Two minute volumes were used for respirator fit factor evaluation: normal breathing (14 breaths / min (bpm) × 800 ml tidal volume = 11.2 lpm) and deep breathing (12 bpm × 1700 ml tidal volume = 20.4 lpm). The use of only two exercises (normal and deep breathing) differs from the standard OSHA-accepted PortaCount fit-test which also includes dynamic movements and a speaking passage (2); thus, results from this study cannot be directly translated to using the standard OSHA-accepted test. Although breathing rate and tidal volume will vary somewhat among individual people, these minute volumes were chosen to be representative of sedentary and light work based on previous studies.(35,36) A slower breathing rate for the deep breathing exercise was chosen based on fit-testing observations in our own laboratory of subjects breathing at a slower rate during the deep breathing exercise compared to the normal breathing exercise.
FFRs were donned on the headform following the respirator manufacturers' guidance for correct headstrap placement and adjustment of the bendable noseclip (for models so equipped). Two sets of fit factor evaluations were performed with and without utilizing a “screening” method that was developed to quickly evaluate the seal of the FFR to the face of the StAH prior to beginning the actual fit factor evaluation. The screening method (+S) first involved donning the FFR onto the StAH and then making adjustments to the noseclip and headstraps. Then, with the breathing machine operating at 11.2 lpm, the test operator observed a graphic display of realtime FFs on the PortaCount screen (real-time FF mode) where FFs are outputted approximately 1 per sec. If the real-time output showed 10 consecutive FFs ≥ 100, then the test operator began the actual fit factor evaluation. If not, the FFR was doffed, re-donned, adjusted, and reevaluated in real-time FF mode. The protocol allowed a FFR three successive attempts of the +S procedure; if the FFR did not meet the criteria after three attempts, the actual fit factor evaluation was started after the third attempt. For the “unscreened” method” (−S), FFRs were donned on the StAH, the headstraps and noseclip (if equipped) were adjusted, and then the actual fit factor evaluation was started.

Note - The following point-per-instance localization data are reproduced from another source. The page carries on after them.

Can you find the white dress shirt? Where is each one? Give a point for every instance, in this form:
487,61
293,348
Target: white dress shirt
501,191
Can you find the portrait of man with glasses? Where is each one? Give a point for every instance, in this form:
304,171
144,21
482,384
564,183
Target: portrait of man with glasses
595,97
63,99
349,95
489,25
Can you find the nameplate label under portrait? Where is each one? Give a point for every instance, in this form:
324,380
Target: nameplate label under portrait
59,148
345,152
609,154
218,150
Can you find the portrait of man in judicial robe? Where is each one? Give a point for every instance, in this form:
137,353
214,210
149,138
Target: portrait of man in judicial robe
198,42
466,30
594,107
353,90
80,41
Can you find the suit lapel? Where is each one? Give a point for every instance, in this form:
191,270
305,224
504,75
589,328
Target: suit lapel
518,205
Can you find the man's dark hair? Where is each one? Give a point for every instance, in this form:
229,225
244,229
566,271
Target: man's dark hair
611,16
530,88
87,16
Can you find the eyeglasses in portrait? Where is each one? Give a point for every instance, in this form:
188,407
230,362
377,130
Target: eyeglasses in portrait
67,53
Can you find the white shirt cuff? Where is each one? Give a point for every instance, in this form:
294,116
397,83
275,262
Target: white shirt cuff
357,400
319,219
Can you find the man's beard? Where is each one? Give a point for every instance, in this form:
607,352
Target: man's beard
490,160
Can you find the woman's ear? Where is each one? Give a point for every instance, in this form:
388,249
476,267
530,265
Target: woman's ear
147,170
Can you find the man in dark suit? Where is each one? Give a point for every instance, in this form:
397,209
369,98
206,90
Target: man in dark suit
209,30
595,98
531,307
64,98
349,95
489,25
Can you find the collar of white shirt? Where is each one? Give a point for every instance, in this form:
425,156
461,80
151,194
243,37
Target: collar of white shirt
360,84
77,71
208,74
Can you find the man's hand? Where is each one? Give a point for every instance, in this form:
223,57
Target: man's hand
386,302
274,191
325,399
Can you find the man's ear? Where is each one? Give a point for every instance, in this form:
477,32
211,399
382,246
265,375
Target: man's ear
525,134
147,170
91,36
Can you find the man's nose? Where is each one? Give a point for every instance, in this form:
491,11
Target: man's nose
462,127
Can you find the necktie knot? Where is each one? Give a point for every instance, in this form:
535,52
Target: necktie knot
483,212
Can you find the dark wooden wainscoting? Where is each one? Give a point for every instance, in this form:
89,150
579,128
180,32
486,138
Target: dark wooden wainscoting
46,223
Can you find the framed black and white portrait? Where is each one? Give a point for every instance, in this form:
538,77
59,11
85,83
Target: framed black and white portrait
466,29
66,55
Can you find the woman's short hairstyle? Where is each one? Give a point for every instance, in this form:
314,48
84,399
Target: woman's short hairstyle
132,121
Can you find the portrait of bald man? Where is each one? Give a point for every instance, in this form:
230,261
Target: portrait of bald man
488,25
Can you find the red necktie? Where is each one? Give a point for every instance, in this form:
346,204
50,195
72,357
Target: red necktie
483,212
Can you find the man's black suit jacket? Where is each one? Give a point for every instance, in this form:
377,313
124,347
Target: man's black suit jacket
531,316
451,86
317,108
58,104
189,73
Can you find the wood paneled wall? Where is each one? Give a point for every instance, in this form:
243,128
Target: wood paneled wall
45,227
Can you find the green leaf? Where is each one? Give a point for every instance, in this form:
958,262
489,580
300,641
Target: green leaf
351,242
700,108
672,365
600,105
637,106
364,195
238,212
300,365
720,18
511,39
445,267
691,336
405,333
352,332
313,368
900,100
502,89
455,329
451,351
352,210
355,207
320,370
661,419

An individual fit factor evaluation included three successive 86-sec exercises: an initial normal breathing exercise (NB1), a deep breathing exercise (DB), and then a second normal breathing exercise (NB2). Each 86-sec exercise consisted of four PortaCount actions: ambient purge (6 sec), ambient sample (15 sec), mask purge (15 sec), and mask sample (50 sec). Four fit factors (FFs) were obtained for each test—one for each of the three exercises (FFNB1, FFDB, and FFNB2) and an overall exercise FF (FFO), calculated as the harmonic mean of the FFs from the three individual exercises. Two “rounds” of testing were performed for the +S method, and two rounds were performed for the −S method. A round of testing included two samples of each FFR model with each sample being tested for two separate trials; thus, each round of testing contained 28 tests (7 FFR models × 2 samples/ FFR model × 2 trials/sample). Data from the two rounds of testing were combined for analysis, resulting in a total of 56 tests for the +S method and 56 tests for the −S method.
Statistical Analysis
Analysis of variance (ANOVA) tests were performed on common logarithmically transformed fit factors (logFF) using the PROC GLM (general linear model) command in Statistical Analysis System (SAS) Version 9.2 (SAS Institute Inc., Cary, N.C.). For all GLM procedures, the dependent variable was logFF and a significance level (P-value) of 0.05 was chosen. The first set of GLM procedures compared the pooled overall exercise logFF values from all FFR models to look for significant differences in fit among all models within each of the two testing methods (+S and –S); the independent variable was “FFR model.” The second GLM procedure compared overall exercise logFF values for +S and −S methods by individual FFR model; the independent variable was “testing method”; this procedure looked for significant differences in fit attributed to the testing method (+S or −S). The final set of GLM procedures compared logFF values for the individual exercises (NB1, DB, and NB2) for each of the testing methods by FFR model; the independent variable was “test exercise”; this procedure looked for significant differences in fit attributed to test exercise.
Results
Headform Size Validation
The StAH aligned well with the d-HF. Differences in the surfaces of the faces were small (1–2 mm) (Figure 2a), rising as large as 5 mm, mainly near the crown and the back of the head (Figure 2b–d). This dimensional match was deemed acceptable for the fit factor evaluation. No indentations or breaks in the skin were observed following the 112 individual tests. Another digital comparison was made to assess any surface changes to the StAH following 112 tests. The newly generated (i.e., untested) StAH image was compared to the post-testing StAH image. The comparison showed only minor differences in face area of no greater than 1 mm which is likely due to the inherent error in aligning the two images; thus the StAH was determined to remain robust following 112 fit factor evaluations.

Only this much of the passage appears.